Maryland, Virginia and North Carolina are among the latest states Tuesday to announce they are recalling their National Guard troops from the U.S.-Mexican border, citing the Trump administration’s policy of separating children from their parents. And Rhode Island says it will not troops if asked.

Maryland Gov. Larry Hogan will recall the four members of the National Guard he sent to the U.S.-Mexico border and will not deploy other resources until a federal policy of separating immigrant children from their families is rescinded.

Hogan announced Tuesday on Twitter that he has ordered four crewmembers and a helicopter to immediately return from where they were stationed in New Mexico.

“Until this policy of separating children from their families has been rescinded, Maryland will not deploy any National Guard resources to the border,” the Republican governor tweeted Tuesday morning.

On Monday, Maryland’s Hogan tweeted that Congress and President Trump’s administration have failed repeatedly to deliver needed immigration reform.

“Congress and the administration must step up and work together to fix our broken system,” the governor wrote. “Immigration enforcement efforts focus on criminals, not separating innocent children from their families.”

The Maryland National Guard has participated in southwest border operations several times since 2000 and regularly between 2012 and 2015, the governor’s office said.

Virginia Gov. Ralph Northam also said Tuesday that he’s recalling members of the state’s National Guard from the border, saying he would not devote resources that could support an “inhumane policy.”

The Democratic governor said he had ordered four crewmembers and a helicopter to return to Virginia from Arizona. The crew was assisting the Arizona National Guard in surveillance operations on the border as part of a 90-day mission.

North Carolina Gov. Roy Cooper says he’s bringing home the three North Carolina National Guard members currently working at the U.S.-Mexico border.

Cooper, a Democrat, said Tuesday he made the decision because “the cruel policy of tearing children away from their parents requires a strong response.”

Cooper’s office says the state’s current deployment included a helicopter. The North Carolina National Guard has sent service members to the southern border during previous presidential administrations.

Separately, Attorney General Josh Stein is one of 20 attorneys general who signed a letter Tuesday asking U.S. Attorney General Jeff Sessions to end the current policy, calling it “inhumane” and raising serious concerns about children’s rights.

New Jersey Gov. Phil Murphy has signed an executive order barring state resources from being used to carry out a federal policy of separating children from their parents after illegal border crossings.

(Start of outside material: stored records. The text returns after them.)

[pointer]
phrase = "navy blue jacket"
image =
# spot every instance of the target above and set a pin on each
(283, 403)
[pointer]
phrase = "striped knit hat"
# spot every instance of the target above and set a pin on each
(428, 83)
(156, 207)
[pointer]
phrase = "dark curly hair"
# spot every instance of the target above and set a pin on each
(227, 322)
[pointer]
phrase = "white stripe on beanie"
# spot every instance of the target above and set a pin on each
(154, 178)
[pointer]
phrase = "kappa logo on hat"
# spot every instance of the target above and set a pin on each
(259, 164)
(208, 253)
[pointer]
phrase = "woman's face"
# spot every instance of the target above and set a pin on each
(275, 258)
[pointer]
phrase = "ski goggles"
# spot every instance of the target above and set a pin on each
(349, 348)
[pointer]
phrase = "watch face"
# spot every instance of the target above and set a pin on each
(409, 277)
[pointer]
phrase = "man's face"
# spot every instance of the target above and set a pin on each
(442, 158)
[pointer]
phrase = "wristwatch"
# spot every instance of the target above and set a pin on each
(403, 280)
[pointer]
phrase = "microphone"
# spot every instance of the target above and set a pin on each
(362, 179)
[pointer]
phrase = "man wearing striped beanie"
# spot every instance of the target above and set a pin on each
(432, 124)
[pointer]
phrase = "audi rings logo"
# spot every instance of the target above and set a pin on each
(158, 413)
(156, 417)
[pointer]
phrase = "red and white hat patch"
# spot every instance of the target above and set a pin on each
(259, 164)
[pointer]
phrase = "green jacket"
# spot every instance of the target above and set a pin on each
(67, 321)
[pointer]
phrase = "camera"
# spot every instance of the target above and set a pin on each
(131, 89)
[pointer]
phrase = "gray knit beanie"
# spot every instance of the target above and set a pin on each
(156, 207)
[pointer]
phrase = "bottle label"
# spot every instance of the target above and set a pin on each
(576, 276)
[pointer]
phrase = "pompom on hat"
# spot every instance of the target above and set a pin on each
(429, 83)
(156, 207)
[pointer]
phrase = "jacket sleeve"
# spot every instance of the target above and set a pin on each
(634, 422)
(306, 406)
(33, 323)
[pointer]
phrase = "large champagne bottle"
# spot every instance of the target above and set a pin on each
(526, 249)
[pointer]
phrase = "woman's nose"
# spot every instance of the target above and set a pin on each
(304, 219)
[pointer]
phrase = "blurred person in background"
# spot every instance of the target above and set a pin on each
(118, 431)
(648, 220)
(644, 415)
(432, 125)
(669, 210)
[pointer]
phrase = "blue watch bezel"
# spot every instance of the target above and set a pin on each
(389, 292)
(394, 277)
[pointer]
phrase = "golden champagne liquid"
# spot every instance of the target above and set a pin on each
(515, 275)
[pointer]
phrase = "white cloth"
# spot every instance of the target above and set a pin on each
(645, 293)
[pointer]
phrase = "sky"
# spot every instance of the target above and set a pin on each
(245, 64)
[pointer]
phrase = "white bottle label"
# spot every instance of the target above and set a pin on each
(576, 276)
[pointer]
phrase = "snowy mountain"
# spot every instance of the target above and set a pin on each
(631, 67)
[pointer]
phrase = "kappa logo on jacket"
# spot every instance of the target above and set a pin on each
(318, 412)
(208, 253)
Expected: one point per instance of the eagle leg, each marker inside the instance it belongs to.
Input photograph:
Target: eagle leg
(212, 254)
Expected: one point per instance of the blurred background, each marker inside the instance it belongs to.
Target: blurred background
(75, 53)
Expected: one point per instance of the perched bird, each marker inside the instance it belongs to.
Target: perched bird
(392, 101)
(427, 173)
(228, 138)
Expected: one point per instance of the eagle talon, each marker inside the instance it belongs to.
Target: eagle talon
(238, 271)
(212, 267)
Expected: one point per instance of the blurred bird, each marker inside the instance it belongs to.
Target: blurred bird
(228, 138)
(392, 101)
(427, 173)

Murphy on Tuesday called the practice “inhumane and cruel” and said earlier there was no basis for the policy in “law or scripture.”

The Democrat said he wasn’t sure whether state resources are being used in support of the policy.

In Massachusetts, Republican Gov. Charlie Baker said Monday he’s reversing a decision to send the Massachusetts National Guard to the border, also citing the policy.

Trump has defended the border-protection policies in the face of rising national outrage. He has called for tough action against illegal immigration.

Rhode Island Gov. Gina Raimondo, a Democrat, said Tuesday she hadn’t been asked to send troops to the border, but if she is, she won’t deploy units. She says the policy “is ripping families apart.”

Raimondo says Trump should end the “inhumane policy.”

She signed a bill Monday allowing immigrants who were brought to the country as children to continue getting driver’s licenses in the state.